El sciolismo inició operativo para contener a los caciques derrotados y asegurar los votos para octubre

Ministros de la primera plana del sciolismo agendan reuniones con West, Othacehé y Di Sabatino para alinearlos y evitar que, enojados con sus derrotas, jueguen para la oposición.

Los ecos de bronca llegaron hasta la Gobernación y el bunker de campaña del sciolismo. Esos quejidos de derrota comenzaron a ser preocupantes. Es que las PASO trajo consigo una interesante renovación política dentro del kirchnerismo en muchos distritos bonaerenses, pero a costa de sacar del trono a más de un “barón” del Conurbano o caudillo territorial. La bronca de los viejos popes no se hizo esperar, apenas estaban tratando de digerir que “pibes atrevidos” les hayan armado una lista interna, cuando las primarias trajeron el cimbronazo completo a plasmar la realidad de la derrota. La madrugada del lunes 10 de agosto fue oscura y en tinieblas para los intendentes Raúl “Vasco” Othacehé (Merlo), Mariano West (Moreno) y Daniel Di Sabatino (San Vicente).

Tras el estupor, el enojo y la irritación surgió en ellos las ganas de usar ese viejo método político que hace que lleven el mote de “barones dueños” de los aparatos territoriales. Es así que empezaron a tender líneas subterráneas referentes locales del PRO y el Frente Renovador, con un solo objetivo: impedir el triunfo de su verdugo en octubre.

Pero más allá de las rivalidades y venganzas internas, que de por sí ya son preocupantes para el FpV, al alerta llegó a la Casa Rosada y al Bunker de Scioli porque esa acción amenaza con afectar los votos del actual Gobernador en la disputa presidencial de octubre. Así, en coordinación con Balcarce 50 se inició un operativo de contención para los alcaldes enojados y derrotados.

El jueves de la semana pasada, el primero en ser convocado en forma preventiva fue Darío Giustozzi, quien perdió de forma categórica las internas en Almirante Brown con el sciolista Mariano Cascallares. Al cacique browniano lo contuvieron sin muchos berrinches de por medio. En dos reuniones, en La Plata y en La Rosada hubo buen clima y hasta se barajó la posibilidad de que el exalcalde pueda recaer en algún cargo en el Ejecutivo provincial. En el territorio provincial las reuniones son coordinadas por el jefe de Gabinete, Alberto Pérez y la ministra de Gobierno, Cristina Alvarez Rodríguez.

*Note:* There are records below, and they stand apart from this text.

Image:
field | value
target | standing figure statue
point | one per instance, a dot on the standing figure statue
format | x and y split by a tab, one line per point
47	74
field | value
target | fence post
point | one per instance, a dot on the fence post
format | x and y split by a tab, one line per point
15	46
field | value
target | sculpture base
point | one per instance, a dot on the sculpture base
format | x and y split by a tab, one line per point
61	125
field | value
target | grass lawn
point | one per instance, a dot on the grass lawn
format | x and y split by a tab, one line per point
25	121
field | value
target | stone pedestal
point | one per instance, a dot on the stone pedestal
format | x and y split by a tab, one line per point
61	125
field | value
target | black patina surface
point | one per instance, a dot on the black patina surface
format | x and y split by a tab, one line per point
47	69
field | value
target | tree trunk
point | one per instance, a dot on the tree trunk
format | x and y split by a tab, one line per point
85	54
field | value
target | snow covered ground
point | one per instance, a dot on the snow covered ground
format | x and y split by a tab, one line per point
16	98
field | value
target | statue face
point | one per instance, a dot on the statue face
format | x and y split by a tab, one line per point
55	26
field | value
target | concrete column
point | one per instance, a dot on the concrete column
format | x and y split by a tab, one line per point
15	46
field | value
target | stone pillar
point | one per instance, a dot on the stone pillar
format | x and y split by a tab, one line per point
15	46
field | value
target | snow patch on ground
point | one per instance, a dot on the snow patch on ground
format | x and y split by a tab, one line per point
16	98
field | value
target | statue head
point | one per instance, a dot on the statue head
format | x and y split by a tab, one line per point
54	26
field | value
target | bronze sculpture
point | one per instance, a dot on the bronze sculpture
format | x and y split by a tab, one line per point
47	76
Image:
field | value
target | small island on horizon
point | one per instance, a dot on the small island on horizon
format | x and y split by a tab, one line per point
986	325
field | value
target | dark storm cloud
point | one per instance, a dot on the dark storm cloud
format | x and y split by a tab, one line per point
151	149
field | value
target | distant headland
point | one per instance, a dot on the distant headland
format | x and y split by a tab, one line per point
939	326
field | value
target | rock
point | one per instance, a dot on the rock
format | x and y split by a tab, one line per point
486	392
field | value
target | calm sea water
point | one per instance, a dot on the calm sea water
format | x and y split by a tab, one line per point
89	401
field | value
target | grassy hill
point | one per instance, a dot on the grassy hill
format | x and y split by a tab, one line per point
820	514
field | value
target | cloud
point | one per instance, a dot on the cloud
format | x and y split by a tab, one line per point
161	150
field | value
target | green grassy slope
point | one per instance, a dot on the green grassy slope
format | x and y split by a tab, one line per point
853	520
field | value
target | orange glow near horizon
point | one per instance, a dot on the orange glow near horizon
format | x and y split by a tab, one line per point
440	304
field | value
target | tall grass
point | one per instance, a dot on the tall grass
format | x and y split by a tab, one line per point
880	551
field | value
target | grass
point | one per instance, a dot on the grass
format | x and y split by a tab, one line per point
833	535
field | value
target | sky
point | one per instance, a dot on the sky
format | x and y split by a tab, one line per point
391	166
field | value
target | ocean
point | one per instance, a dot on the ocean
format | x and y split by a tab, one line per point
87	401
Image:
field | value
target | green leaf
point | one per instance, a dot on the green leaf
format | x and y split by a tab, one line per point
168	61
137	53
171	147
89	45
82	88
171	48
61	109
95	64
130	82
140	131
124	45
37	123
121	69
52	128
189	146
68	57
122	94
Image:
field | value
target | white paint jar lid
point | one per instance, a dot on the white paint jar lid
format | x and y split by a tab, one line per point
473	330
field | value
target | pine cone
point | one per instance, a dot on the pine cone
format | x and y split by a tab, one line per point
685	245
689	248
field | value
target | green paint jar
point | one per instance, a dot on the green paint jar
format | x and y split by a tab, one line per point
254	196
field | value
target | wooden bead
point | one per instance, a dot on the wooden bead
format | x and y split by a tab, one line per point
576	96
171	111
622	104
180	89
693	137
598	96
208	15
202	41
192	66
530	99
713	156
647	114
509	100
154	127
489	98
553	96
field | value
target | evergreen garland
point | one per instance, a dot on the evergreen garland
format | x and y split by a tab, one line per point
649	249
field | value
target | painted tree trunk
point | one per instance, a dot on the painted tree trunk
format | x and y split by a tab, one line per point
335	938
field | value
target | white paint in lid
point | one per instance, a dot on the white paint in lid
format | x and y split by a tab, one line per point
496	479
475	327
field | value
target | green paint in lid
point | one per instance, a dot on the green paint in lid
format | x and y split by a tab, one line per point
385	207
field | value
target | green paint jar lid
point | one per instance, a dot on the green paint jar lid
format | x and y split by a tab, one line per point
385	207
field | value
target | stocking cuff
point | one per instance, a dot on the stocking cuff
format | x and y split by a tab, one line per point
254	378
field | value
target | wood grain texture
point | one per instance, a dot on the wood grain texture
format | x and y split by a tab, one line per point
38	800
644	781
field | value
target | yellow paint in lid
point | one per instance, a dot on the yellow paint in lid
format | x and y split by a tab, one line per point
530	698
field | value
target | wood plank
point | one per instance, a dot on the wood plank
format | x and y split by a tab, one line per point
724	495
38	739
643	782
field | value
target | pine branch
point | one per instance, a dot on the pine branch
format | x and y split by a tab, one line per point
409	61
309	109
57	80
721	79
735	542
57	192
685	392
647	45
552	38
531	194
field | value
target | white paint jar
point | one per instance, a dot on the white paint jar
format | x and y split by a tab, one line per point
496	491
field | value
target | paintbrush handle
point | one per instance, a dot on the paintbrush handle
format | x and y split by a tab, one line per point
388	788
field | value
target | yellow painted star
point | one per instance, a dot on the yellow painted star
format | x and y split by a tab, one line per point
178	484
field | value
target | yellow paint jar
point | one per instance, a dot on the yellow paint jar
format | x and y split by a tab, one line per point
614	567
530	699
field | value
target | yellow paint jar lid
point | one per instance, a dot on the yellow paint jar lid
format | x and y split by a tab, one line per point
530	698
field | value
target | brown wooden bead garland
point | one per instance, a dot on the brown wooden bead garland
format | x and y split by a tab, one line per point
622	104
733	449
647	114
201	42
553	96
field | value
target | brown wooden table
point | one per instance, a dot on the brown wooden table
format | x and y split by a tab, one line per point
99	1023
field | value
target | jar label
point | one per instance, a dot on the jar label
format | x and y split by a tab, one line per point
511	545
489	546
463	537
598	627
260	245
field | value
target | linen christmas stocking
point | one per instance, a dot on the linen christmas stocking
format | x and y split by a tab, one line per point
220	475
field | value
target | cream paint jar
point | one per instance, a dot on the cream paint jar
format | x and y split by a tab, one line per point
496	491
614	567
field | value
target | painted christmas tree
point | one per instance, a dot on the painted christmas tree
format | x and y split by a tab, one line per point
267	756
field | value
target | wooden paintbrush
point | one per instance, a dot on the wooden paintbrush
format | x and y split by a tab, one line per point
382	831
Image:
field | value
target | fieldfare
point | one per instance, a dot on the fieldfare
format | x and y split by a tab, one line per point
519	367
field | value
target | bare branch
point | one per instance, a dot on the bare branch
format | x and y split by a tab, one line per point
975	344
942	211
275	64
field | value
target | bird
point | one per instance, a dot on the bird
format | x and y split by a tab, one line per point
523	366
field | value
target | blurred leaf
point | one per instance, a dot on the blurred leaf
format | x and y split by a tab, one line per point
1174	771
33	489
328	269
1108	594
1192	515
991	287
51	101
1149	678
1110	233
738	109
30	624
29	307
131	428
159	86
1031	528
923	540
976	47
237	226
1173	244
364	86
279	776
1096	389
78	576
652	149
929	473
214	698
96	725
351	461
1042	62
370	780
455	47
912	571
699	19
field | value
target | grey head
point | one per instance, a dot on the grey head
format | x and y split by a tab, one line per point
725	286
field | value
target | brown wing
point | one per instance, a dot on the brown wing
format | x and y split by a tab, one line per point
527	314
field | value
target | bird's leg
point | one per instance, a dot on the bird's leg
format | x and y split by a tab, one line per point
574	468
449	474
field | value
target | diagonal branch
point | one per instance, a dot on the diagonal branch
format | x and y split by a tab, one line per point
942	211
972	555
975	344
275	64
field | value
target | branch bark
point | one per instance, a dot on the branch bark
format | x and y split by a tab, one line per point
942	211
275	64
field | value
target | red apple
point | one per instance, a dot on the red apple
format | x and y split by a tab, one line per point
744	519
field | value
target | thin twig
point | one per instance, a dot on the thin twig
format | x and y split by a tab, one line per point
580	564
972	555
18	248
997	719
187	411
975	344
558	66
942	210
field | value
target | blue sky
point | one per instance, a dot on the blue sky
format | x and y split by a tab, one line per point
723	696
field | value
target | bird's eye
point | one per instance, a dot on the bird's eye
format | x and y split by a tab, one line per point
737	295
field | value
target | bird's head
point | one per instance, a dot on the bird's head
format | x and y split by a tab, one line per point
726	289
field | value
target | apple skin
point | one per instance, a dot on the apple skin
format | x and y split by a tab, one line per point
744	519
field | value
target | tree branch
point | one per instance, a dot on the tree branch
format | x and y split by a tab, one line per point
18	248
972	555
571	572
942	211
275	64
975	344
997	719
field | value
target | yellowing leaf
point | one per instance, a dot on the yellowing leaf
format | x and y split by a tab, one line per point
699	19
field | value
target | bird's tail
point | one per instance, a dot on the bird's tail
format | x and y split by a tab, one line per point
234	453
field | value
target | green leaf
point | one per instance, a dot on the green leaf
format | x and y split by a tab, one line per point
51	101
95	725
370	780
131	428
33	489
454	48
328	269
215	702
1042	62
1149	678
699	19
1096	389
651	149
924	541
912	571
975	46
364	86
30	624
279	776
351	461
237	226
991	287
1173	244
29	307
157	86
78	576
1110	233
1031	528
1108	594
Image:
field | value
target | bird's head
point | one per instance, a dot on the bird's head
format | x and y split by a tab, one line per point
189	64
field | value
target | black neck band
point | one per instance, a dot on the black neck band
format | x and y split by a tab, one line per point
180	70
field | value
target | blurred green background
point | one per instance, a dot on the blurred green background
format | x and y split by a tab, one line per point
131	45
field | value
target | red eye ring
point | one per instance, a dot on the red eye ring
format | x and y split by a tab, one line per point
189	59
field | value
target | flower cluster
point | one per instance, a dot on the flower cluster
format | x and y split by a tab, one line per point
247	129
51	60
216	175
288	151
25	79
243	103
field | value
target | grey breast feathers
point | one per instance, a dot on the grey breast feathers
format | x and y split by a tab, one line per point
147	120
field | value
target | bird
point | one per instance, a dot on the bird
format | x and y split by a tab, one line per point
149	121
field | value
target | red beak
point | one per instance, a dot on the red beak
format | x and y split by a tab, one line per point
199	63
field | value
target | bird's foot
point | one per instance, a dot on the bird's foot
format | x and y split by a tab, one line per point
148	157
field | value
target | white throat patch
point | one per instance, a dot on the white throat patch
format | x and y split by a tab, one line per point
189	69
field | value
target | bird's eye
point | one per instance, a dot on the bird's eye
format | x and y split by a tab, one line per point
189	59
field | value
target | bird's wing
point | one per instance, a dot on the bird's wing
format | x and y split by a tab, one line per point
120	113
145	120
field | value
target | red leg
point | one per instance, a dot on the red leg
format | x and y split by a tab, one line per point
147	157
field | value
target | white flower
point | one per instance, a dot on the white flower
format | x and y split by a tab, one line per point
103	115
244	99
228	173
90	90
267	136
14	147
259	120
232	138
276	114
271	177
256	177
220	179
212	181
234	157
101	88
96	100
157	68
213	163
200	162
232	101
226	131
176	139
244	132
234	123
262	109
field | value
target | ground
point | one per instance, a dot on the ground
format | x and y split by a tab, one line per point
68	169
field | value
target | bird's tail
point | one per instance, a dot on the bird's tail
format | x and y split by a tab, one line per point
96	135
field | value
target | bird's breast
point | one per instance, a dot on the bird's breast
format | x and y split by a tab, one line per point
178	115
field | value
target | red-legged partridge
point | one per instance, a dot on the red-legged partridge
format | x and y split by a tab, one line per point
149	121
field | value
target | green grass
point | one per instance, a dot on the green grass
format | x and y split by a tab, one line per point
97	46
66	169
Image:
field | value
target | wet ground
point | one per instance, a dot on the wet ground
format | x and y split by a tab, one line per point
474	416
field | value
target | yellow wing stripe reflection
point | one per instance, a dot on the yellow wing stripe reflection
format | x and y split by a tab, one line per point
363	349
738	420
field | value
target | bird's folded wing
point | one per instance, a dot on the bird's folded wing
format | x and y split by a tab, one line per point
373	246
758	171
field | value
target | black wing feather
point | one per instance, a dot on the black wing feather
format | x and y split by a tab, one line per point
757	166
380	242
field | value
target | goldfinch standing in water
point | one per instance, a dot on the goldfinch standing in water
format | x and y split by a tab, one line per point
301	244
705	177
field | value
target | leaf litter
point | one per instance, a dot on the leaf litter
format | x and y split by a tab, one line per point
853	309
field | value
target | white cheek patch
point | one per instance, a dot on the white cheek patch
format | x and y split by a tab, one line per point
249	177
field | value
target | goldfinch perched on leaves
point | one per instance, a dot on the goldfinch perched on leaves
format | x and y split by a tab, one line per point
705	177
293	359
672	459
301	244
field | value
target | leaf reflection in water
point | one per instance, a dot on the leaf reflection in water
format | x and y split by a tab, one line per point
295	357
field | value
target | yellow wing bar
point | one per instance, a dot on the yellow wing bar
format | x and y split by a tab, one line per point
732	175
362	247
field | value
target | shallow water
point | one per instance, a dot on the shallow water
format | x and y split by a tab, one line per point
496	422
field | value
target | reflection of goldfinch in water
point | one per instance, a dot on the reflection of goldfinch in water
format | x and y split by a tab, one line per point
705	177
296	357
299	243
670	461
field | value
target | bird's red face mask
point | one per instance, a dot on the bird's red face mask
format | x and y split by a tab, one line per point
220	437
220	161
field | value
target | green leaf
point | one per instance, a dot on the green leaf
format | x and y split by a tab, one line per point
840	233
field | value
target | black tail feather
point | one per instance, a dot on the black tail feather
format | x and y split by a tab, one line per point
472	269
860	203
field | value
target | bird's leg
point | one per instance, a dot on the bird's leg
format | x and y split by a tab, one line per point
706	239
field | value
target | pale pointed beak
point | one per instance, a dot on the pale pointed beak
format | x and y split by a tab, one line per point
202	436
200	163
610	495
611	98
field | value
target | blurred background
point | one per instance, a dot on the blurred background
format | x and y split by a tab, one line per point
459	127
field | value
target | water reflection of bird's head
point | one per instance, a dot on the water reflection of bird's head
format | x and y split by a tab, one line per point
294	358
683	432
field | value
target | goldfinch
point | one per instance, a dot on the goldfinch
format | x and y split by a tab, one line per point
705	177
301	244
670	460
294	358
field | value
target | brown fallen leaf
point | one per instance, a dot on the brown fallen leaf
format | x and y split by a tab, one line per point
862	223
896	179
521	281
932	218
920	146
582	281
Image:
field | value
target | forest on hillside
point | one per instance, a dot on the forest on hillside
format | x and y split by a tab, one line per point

El operativo, continuó el viernes con una reunión con Wets, quien fue denunciado por el ganador de la interna morenense Walter Festa de haber “dado la orden de hace campaña con la oposición”. La reunión con este viejo barón fue más tensa que la con Giustozzi. En un momento, el propio Scioli participó de la reunión, pero fueron Pérez y Alvarez Rodríguez quienes intentaron calmar su enojo y convencerlo a desistir de cualquier intento de ayuda hacia los contrincantes opositores. El propósito en principio habría sido positivo y obtuvieron, al menos de palabra, el alineamiento de West.

En la carpeta de contención sciolista aún están la concreción de dos reuniones más. Según distintas fuentes, este jueves podría plasmarse el encuentro con el cacique de San Vicente. Pero la que tiene pinta de estar más complicado es con el “barón” más viejo del Conurbano. “El Vasco” Othacehé, cuentan desde Merlo, está muy embroncado porque Gustavo “Tano” Menéndez lo sacó del sillón municipal. Los viejos conocedores de ese caudillo, quizá el más temido, saben que es difícil tratar con él. Es por eso que el sciolismo trabaja de forma sigilosa para la concreción de ese cónclave. El encargado de plasmar acercamientos con este alcalde es el ministro de Seguridad, Alejandro Granados, amigo y conocedor de la personalidad de Othacehé.

Para el sciolismo es fundamental acrecentar los votos en la provincia de Buenos Aires, el principal bastión electoral. Por ende, los territorios, y más si son distritos con mucha población votante, son pilares fundamentales de cara a las elecciones de octubre. Para eso, los ministros sciolistas mencionados también mantuvieron encuentros con los intendentes Fernando Espinoza (La Matanza) y Julio Pereyra (Florencio Varela), quienes además comandan el PJ Bonaerense y la FAM nacional respectivamente, con el propósito de “seguir creciendo para octubre”.